Synthesis of Diarylpentadienones and Pyrazoline Derivatives as Potential α-Glucosidase Inhibitor and Their Antioxidant Activities
DOI: https://doi.org/10.55373/mjchem.v25i2.13
Keywords: Diarylpentadienone; pyrazoline; α-Glucosidase inhibitor; antioxidant; molecular docking
Abstract
Diabetes mellitus type II (T2DM) is a global public health crisis that can lead to death and disability if poorly treated. T2DM patients are usually prescribed antidiabetic drugs, including α-glucosidase inhibitors (AGIs), but their use can lead to complications. Epidemiological studies have already shown that antioxidant compounds are able to scavenge reactive species and alleviate oxidative stress in T2DM patients.

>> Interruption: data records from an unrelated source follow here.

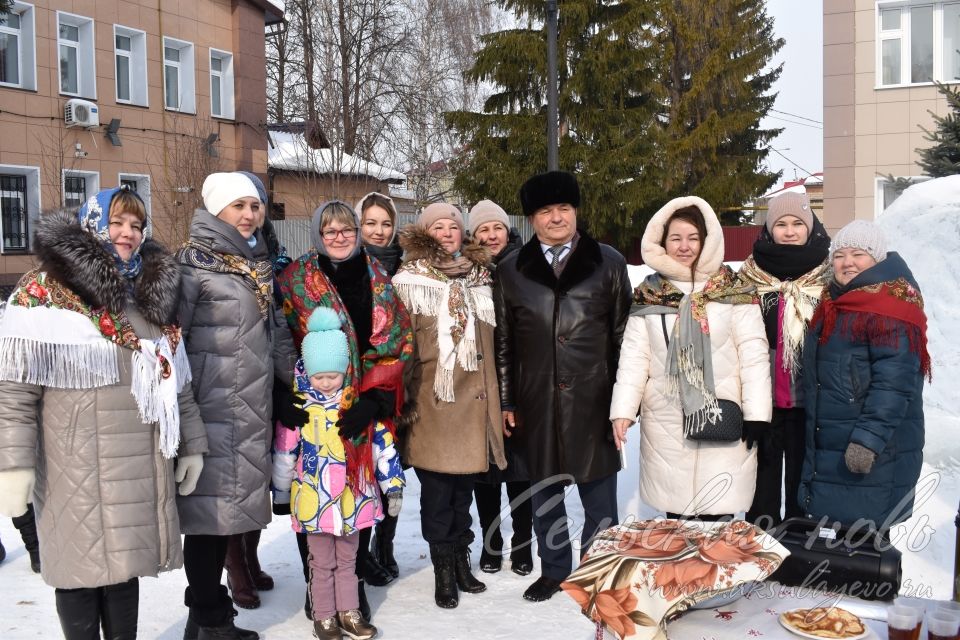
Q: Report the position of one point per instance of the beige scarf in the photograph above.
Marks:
(800, 299)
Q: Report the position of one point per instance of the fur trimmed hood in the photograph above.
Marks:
(711, 252)
(79, 261)
(418, 244)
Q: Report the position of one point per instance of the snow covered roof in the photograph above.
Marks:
(290, 152)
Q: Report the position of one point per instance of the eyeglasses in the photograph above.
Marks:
(348, 234)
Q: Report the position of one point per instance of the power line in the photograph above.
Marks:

With the main objective of improving the quality of life of T2DM patients, a series of diarylpentadienones (3a-j) and their new pyrazoline derivatives (4a-i) were synthesized and evaluated for their α-glucosidase inhibition and anti-oxidant abilities. The results showed that 5-(4-methoxyphenyl)-1-(5-methylthiophen-2-yl)penta- 2,4-dien-1-one (3h) exhibited significant α-glucosidase inhibition (IC50 40.52 ± 2.0 µM) compared to the standard drug acarbose (IC50 543.80 ± 3.0 µM). While 1-(2,4-dimethoxyphenyl)-5-(4-methoxyphenyl)penta-2,4-dien-1-one (3d) and 1-(3-(3-fluorophenyl)-5-(4-methoxystyryl)-4,5-dihydro-1H-pyrazol-1-yl)ethenone (4f) showed promising radical scavenging potentials of DPPH (96-97%) and NO (8-74%), which were comparable to the control compounds, quercetin and gallic acid. Molecular docking simulations were then performed to reveal several significant binding interactions of the active molecules with the corresponding protein crystals. It can be concluded that diarylpentadienone and its pyrazoline derivatives are molecules with potential anti-α-glucosidase and antioxidant properties, but not as dual active compounds, suitable for possible chemical modification according to pharmaceutical requirements in the future.